Punitive damages, however, are not properly chargeable against a defendant who merely “should have known” of the risk in question. It must be shown that the defendant was aware of the risk, and that he consciously disregarded it. See Roginsky, 378 F.2d at 843 (punitive damages proper where manufacturer shown “to have become aware of danger and to have done nothing, deliberately closing its eyes”). There has been no such showing here. All the evidence to which Johnson directs us relates to actions, correspondence and literature concerning asbestos processing plants, where workers had direct and sustained exposure to high concentration levels of asbestos fibers. This record contains no evidence that either medical researchers or asbestos manufacturers possessed, in the mid 1940s, information establishing, or even predicting, that “bystanders” might experience unsafe levels of exposure in shipyards where finished hardbound insulation products containing asbestos were in use.
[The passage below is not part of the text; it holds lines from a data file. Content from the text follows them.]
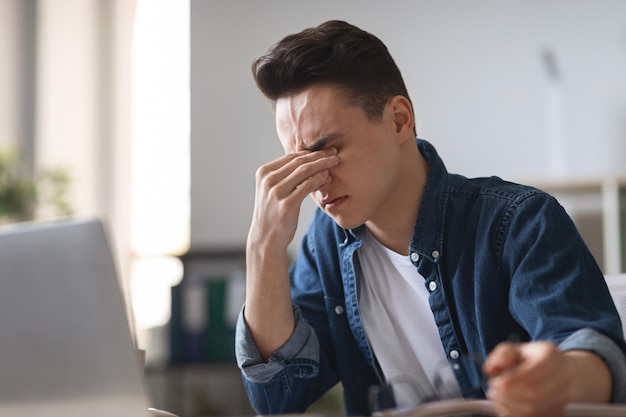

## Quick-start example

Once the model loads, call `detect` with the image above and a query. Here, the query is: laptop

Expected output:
[0,219,155,417]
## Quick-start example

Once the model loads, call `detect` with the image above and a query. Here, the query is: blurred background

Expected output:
[0,0,626,416]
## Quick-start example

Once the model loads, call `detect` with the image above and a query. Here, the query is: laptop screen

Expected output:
[0,219,148,417]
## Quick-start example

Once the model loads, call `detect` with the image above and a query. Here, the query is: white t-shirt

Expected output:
[358,229,456,407]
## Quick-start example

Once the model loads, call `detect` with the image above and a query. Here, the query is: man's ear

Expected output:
[388,96,415,142]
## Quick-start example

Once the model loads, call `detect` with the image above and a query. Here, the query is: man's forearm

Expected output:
[245,248,294,360]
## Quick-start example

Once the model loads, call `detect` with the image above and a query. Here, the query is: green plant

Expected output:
[0,151,72,223]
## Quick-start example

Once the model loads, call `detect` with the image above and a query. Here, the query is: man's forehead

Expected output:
[275,86,346,152]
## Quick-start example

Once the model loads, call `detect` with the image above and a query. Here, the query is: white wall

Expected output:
[191,0,626,252]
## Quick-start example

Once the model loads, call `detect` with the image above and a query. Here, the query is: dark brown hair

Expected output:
[252,20,410,125]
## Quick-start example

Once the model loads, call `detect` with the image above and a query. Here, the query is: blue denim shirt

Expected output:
[235,139,626,415]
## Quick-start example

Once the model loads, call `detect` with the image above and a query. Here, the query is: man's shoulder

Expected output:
[449,174,550,203]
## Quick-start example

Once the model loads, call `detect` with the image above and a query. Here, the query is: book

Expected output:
[376,399,626,417]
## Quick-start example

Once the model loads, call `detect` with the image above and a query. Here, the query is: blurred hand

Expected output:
[483,342,575,417]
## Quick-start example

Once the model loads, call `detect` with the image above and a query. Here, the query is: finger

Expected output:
[483,342,522,376]
[266,150,339,199]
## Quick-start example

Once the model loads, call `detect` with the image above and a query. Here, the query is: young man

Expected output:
[236,21,626,417]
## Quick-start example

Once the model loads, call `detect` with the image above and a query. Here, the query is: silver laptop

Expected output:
[0,219,151,417]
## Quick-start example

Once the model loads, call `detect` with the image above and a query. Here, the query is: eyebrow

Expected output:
[303,133,343,152]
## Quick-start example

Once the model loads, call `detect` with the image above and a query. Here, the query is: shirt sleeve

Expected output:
[235,305,320,384]
[559,328,626,403]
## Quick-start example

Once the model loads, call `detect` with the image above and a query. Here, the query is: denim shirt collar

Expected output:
[409,139,448,262]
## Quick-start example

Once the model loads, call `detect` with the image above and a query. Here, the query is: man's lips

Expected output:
[322,196,347,209]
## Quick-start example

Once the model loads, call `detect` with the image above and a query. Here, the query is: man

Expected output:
[236,21,626,416]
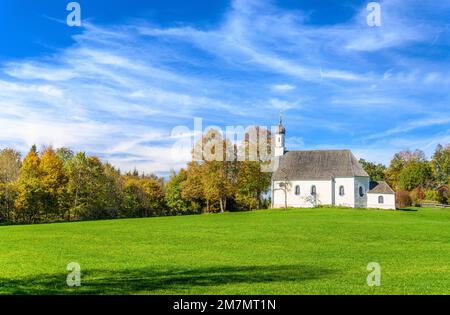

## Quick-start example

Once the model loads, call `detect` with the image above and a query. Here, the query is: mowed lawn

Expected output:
[0,208,450,294]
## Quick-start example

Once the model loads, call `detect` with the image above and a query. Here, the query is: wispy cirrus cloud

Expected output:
[0,0,450,173]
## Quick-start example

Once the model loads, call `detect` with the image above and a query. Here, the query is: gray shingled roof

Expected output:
[369,181,395,194]
[272,150,369,180]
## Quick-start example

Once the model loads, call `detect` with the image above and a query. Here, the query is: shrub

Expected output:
[396,191,412,208]
[409,187,425,205]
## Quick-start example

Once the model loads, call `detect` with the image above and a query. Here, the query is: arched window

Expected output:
[359,186,364,197]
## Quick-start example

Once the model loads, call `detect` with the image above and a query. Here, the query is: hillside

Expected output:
[0,208,450,294]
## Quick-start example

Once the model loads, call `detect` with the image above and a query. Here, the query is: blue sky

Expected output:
[0,0,450,174]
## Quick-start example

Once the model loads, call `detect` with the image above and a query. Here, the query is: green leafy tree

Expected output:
[359,159,387,181]
[15,145,43,223]
[165,169,195,214]
[0,149,22,221]
[39,147,67,220]
[430,144,450,186]
[398,161,433,191]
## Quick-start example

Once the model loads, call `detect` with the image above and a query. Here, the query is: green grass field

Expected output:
[0,208,450,294]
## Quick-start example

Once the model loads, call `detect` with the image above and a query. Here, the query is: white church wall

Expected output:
[334,177,355,207]
[367,193,395,210]
[355,177,370,208]
[273,180,332,208]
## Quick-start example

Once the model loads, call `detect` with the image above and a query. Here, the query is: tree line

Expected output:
[0,131,270,224]
[0,127,450,224]
[360,144,450,207]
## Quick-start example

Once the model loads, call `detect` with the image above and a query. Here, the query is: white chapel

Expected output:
[272,114,395,209]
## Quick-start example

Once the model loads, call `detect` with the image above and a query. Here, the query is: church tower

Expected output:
[275,112,286,156]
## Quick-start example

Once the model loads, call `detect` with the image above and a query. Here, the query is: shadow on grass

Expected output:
[0,265,334,295]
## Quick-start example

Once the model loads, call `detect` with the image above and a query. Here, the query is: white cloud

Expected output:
[271,84,295,93]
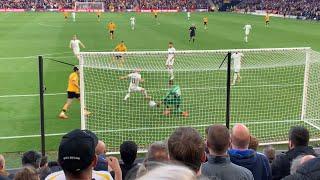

The award of punitive damages is, therefore, in my view unsustainable.

The majority reasons that the jury could conclude, on this record, “that appellants knew of the dangers of asbestos and did not adequately protect or warn users of asbestos, thereby acting in a wanton or reckless manner.” The majority paints *1292with much too broad a brush, as I see it, in its reference to “the dangers of asbestos.”

The clear implication is that once a product is shown to be dangerous to some persons under some circumstances, punitive damages can be awarded against a manufacturer who fails to anticipate its subsequently discovered propensity to endanger other persons in markedly different circumstances. This is hardly the “recklessness” ... close to criminality” which we described in Roginsky as the standard for awarding ’punitive damages under New York law. As Judge Friendly there said, “error in failing to make what hindsight demonstrates to have been the proper response — even ‘gross’ error — is not enough to warrant submission of punitive damages to the jury.” 378 F.2d at 843.

I therefore respectfully dissent from the majority’s affirmance of the jury’s awards of punitive damages.